ACORN also went to court to insure that New Orleans's displaced,
largely black population would have access to out-of-state polling
places, especially in Atlanta and Houston, for the scheduled April 22
city elections. When a federal judge rejected the demand, ACORN
organizer Stephen Bradberry said it's "so obvious that there's a
concerted plan to make this a whiter city." The NAACP agrees, but the
Justice Department denied its request to block an election that is likely
to transfer power to the artificial white majority created by Katrina.
It would be inspiring to see in this latest battle of New Orleans the birth
pangs of a new or renewed civil rights movement, but gritty local
activism has yet to be echoed in meaningful solidarity by the labor
movement, so-called progressive Democrats or even the
Congressional Black Caucus.

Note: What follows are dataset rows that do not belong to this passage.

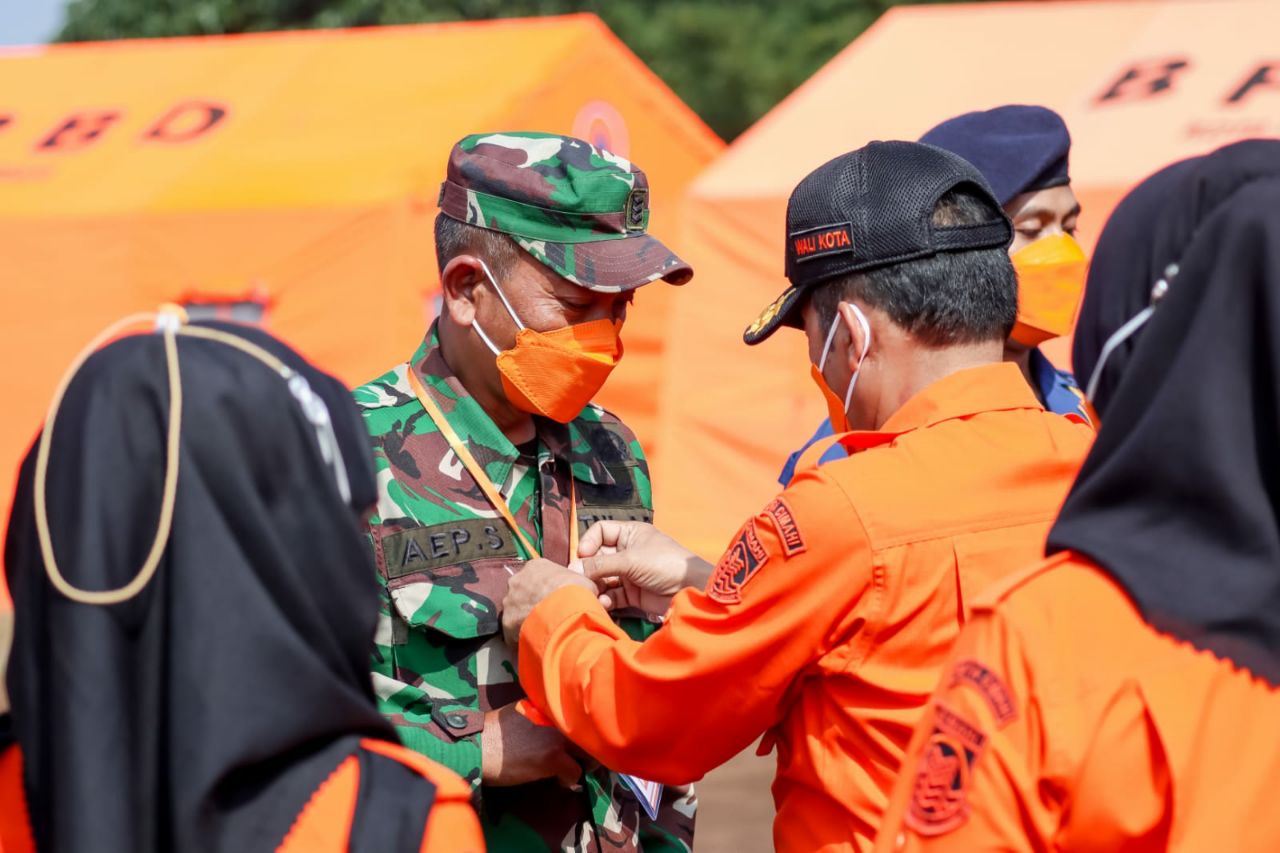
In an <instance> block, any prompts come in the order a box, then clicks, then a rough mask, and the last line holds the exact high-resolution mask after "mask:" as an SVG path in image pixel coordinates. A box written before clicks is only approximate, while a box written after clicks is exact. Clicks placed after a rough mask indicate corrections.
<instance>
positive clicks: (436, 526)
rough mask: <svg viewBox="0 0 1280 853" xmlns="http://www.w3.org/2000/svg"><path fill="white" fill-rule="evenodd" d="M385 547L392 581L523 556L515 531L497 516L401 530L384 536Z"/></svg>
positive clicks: (431, 525) (387, 576) (385, 563)
mask: <svg viewBox="0 0 1280 853" xmlns="http://www.w3.org/2000/svg"><path fill="white" fill-rule="evenodd" d="M381 548H383V560H384V561H385V564H387V579H388V580H394V579H396V578H403V576H404V575H411V574H413V573H417V571H430V570H433V569H440V567H443V566H453V565H457V564H460V562H471V561H474V560H492V558H494V557H511V558H512V560H518V558H520V553H518V552H517V551H516V543H515V540H513V539H512V535H511V530H509V529H508V528H507V525H506V524H503V523H502V521H497V520H493V519H458V520H457V521H447V523H445V524H433V525H430V526H424V528H411V529H408V530H399V532H397V533H392V534H388V535H385V537H383V540H381Z"/></svg>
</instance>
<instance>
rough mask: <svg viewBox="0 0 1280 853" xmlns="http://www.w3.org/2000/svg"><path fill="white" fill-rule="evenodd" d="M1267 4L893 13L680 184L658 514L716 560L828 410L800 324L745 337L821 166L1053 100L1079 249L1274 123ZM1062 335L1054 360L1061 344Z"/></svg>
mask: <svg viewBox="0 0 1280 853" xmlns="http://www.w3.org/2000/svg"><path fill="white" fill-rule="evenodd" d="M1276 32H1280V3H1275V0H1203V1H1198V3H1197V1H1190V0H1188V1H1183V3H1156V1H1133V3H1094V1H1080V3H1010V4H983V5H945V6H900V8H896V9H892V10H891V12H888V13H886V14H884V15H883V17H882V18H881V20H879V22H878V23H877V24H876V26H874V27H872V29H869V31H868V32H867V33H865V35H864V36H863V37H860V38H859V40H858V41H856V42H854V44H852V45H850V46H849V47H847V49H846V50H845V51H842V53H841V54H840V55H837V56H836V58H835V59H833V60H832V61H831V63H828V64H827V65H826V67H824V68H823V69H822V70H819V72H818V73H817V74H815V76H814V77H813V78H812V79H810V81H809V82H806V83H805V85H804V86H803V87H800V88H799V90H797V91H796V92H795V93H792V95H791V96H790V97H788V99H787V100H786V101H783V102H782V104H781V105H778V106H777V108H776V109H774V110H772V111H771V113H769V114H768V115H765V117H764V118H763V119H762V120H760V122H759V123H758V124H756V126H755V127H753V128H751V129H750V131H748V132H746V133H745V134H744V136H742V137H741V138H739V140H737V141H736V142H735V143H733V145H732V146H731V147H730V149H728V151H727V152H726V154H724V156H722V158H721V159H719V160H718V161H717V163H716V164H714V165H712V167H710V168H709V169H708V170H707V172H705V173H704V174H703V175H700V177H699V178H698V181H696V182H695V183H694V184H692V187H691V188H690V192H689V199H687V202H686V209H685V211H684V214H682V218H681V220H682V223H684V227H685V228H686V240H685V246H686V247H687V251H689V254H690V257H691V261H692V263H694V264H695V266H698V286H696V288H694V289H692V291H691V292H690V295H689V298H687V300H680V301H678V304H677V305H676V306H675V309H673V310H675V315H673V319H672V327H671V343H669V350H668V361H667V364H668V373H667V379H666V386H664V391H663V398H662V412H663V415H662V427H660V430H659V435H658V442H659V444H660V446H662V447H663V453H662V457H660V459H659V460H658V465H657V470H655V474H654V479H655V483H659V484H660V488H662V491H663V493H664V498H666V503H664V512H663V526H666V528H667V529H668V530H669V532H671V533H673V534H675V535H676V537H677V538H680V539H681V540H684V542H686V543H687V544H690V546H691V547H695V548H696V549H699V551H700V552H703V553H708V555H714V553H719V551H721V549H722V548H723V546H724V543H726V542H727V540H728V538H730V535H731V534H732V533H733V530H735V529H736V528H737V525H739V524H740V523H741V521H742V520H744V519H745V517H748V516H749V515H750V514H751V512H754V511H755V510H756V508H758V507H759V506H762V505H763V502H764V501H765V500H768V497H769V496H771V494H773V492H774V491H776V488H777V487H776V480H774V478H776V476H777V474H778V470H780V467H781V465H782V462H783V460H785V459H786V456H787V453H788V452H790V451H792V450H795V448H796V447H799V446H800V444H801V443H803V442H804V441H805V439H806V438H808V437H809V435H810V434H812V433H813V429H814V428H815V427H817V424H818V421H819V420H820V419H822V418H823V416H824V409H823V405H822V398H820V396H819V394H818V392H817V389H815V388H814V386H813V383H812V382H810V379H809V373H808V366H806V353H805V348H804V342H803V336H800V334H799V333H794V332H791V330H783V332H781V333H778V336H777V337H776V338H773V339H771V341H769V342H767V343H765V345H763V346H760V347H746V346H744V345H742V341H741V332H742V328H744V327H745V325H746V324H748V323H749V321H750V320H751V319H753V318H755V315H756V314H758V311H759V310H760V309H762V307H763V306H764V305H767V304H768V302H769V301H771V300H773V298H774V297H776V296H777V295H778V293H780V292H781V291H782V288H783V286H785V283H786V282H785V280H783V277H782V237H783V223H785V210H786V200H787V195H788V193H790V191H791V188H792V187H794V186H795V183H796V182H797V181H799V179H800V178H803V177H804V175H805V174H806V173H808V172H810V170H812V169H813V168H815V167H818V165H819V164H822V163H824V161H827V160H828V159H831V158H833V156H836V155H838V154H841V152H844V151H849V150H851V149H855V147H858V146H860V145H863V143H865V142H868V141H870V140H876V138H906V140H914V138H918V137H919V136H920V134H922V133H923V132H924V131H927V129H928V128H929V127H932V126H933V124H936V123H937V122H940V120H942V119H945V118H948V117H952V115H956V114H960V113H964V111H968V110H974V109H987V108H991V106H997V105H1000V104H1010V102H1030V104H1046V105H1048V106H1052V108H1055V109H1057V110H1059V111H1061V113H1062V115H1064V117H1065V118H1066V123H1068V126H1069V127H1070V129H1071V133H1073V136H1074V138H1075V146H1074V150H1073V152H1071V175H1073V178H1074V186H1075V188H1076V192H1078V195H1079V196H1080V200H1082V202H1083V205H1084V216H1083V219H1082V234H1083V242H1084V243H1085V246H1087V247H1088V246H1092V245H1093V241H1094V240H1096V237H1097V233H1098V229H1100V228H1101V225H1102V223H1103V222H1105V220H1106V216H1107V213H1108V211H1110V210H1111V207H1112V206H1114V205H1115V202H1116V200H1117V199H1119V197H1120V196H1121V195H1123V193H1124V192H1125V191H1126V190H1128V188H1129V187H1130V186H1132V184H1133V183H1135V182H1137V181H1139V179H1140V178H1143V177H1144V175H1147V174H1148V173H1151V172H1152V170H1155V169H1156V168H1158V167H1161V165H1164V164H1165V163H1169V161H1171V160H1175V159H1179V158H1184V156H1189V155H1193V154H1199V152H1203V151H1206V150H1210V149H1213V147H1216V146H1219V145H1222V143H1225V142H1229V141H1233V140H1236V138H1242V137H1248V136H1274V134H1277V133H1280V54H1277V51H1276V45H1275V33H1276ZM1064 352H1065V347H1064V345H1062V343H1061V342H1060V343H1059V345H1057V348H1056V351H1053V355H1056V356H1057V357H1061V356H1062V353H1064Z"/></svg>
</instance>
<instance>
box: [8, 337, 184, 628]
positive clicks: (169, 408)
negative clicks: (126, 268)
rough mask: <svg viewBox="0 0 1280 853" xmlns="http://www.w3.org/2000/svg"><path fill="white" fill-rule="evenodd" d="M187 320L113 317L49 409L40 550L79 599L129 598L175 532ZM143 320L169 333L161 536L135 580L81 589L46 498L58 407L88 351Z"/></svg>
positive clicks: (60, 591) (162, 497)
mask: <svg viewBox="0 0 1280 853" xmlns="http://www.w3.org/2000/svg"><path fill="white" fill-rule="evenodd" d="M182 321H183V320H182V319H179V318H178V316H175V315H173V314H161V315H159V318H157V315H155V314H133V315H131V316H127V318H124V319H123V320H119V321H118V323H113V324H111V325H110V327H108V328H106V330H104V332H102V333H101V334H99V336H97V337H96V338H93V339H92V341H90V342H88V345H87V346H86V347H84V348H83V350H81V352H79V355H77V356H76V360H74V361H73V362H72V366H70V368H68V370H67V373H65V374H64V375H63V379H61V382H59V383H58V389H56V391H55V392H54V398H52V401H51V402H50V403H49V414H47V415H46V416H45V427H44V429H42V430H41V433H40V446H38V447H37V450H36V482H35V487H33V491H35V493H36V494H35V497H36V537H37V538H38V539H40V555H41V557H42V558H44V562H45V574H46V575H47V576H49V583H51V584H52V585H54V589H56V590H58V592H59V593H61V594H63V596H65V597H67V598H69V599H72V601H74V602H77V603H81V605H118V603H120V602H125V601H129V599H131V598H133V597H134V596H137V594H138V593H140V592H142V589H145V588H146V585H147V584H148V583H151V578H152V576H154V575H155V573H156V569H157V567H159V566H160V557H161V556H163V555H164V549H165V546H166V544H168V542H169V533H170V530H172V529H173V507H174V498H175V496H177V493H178V450H179V447H180V443H179V439H180V435H182V375H180V373H179V365H178V342H177V333H178V325H179V324H180V323H182ZM143 323H155V324H156V327H157V328H159V330H160V333H161V334H163V337H164V353H165V365H166V369H168V373H169V430H168V438H166V442H165V474H164V489H163V492H161V498H160V521H159V524H157V525H156V535H155V539H154V540H152V542H151V551H150V552H148V553H147V556H146V560H143V561H142V567H141V569H140V570H138V574H137V575H134V576H133V580H131V581H129V583H127V584H124V585H123V587H119V588H116V589H104V590H88V589H79V588H78V587H74V585H72V584H70V583H69V581H68V580H67V578H64V576H63V573H61V571H59V569H58V560H56V557H55V556H54V540H52V537H51V535H50V533H49V507H47V505H46V500H45V487H46V485H47V478H49V451H50V446H51V444H52V437H54V423H55V420H56V418H58V409H59V407H60V406H61V403H63V397H64V396H65V394H67V389H68V388H69V387H70V384H72V379H74V378H76V374H77V373H79V369H81V368H82V366H83V365H84V362H86V361H87V360H88V357H90V356H91V355H93V353H95V352H96V351H97V350H99V348H100V347H101V346H102V345H104V343H106V342H108V341H110V339H111V338H114V337H116V336H118V334H119V333H120V332H123V330H124V329H127V328H129V327H132V325H140V324H143Z"/></svg>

Pledges, press statements and
occasional delegations, yes; but not the unfaltering national outrage
and sense of urgency that should attend the attempted murder of New
Orleans on the fortieth anniversary of the Voting Rights Act. In 1874,
as historian Ted Tunnell has pointed out, the failure of Northern
Radicals to launch a militant, armed riposte to the white insurrection in
New Orleans helped to doom the first Reconstruction. Will our feeble
response to Hurricane Katrina now lead to the rollback of the second?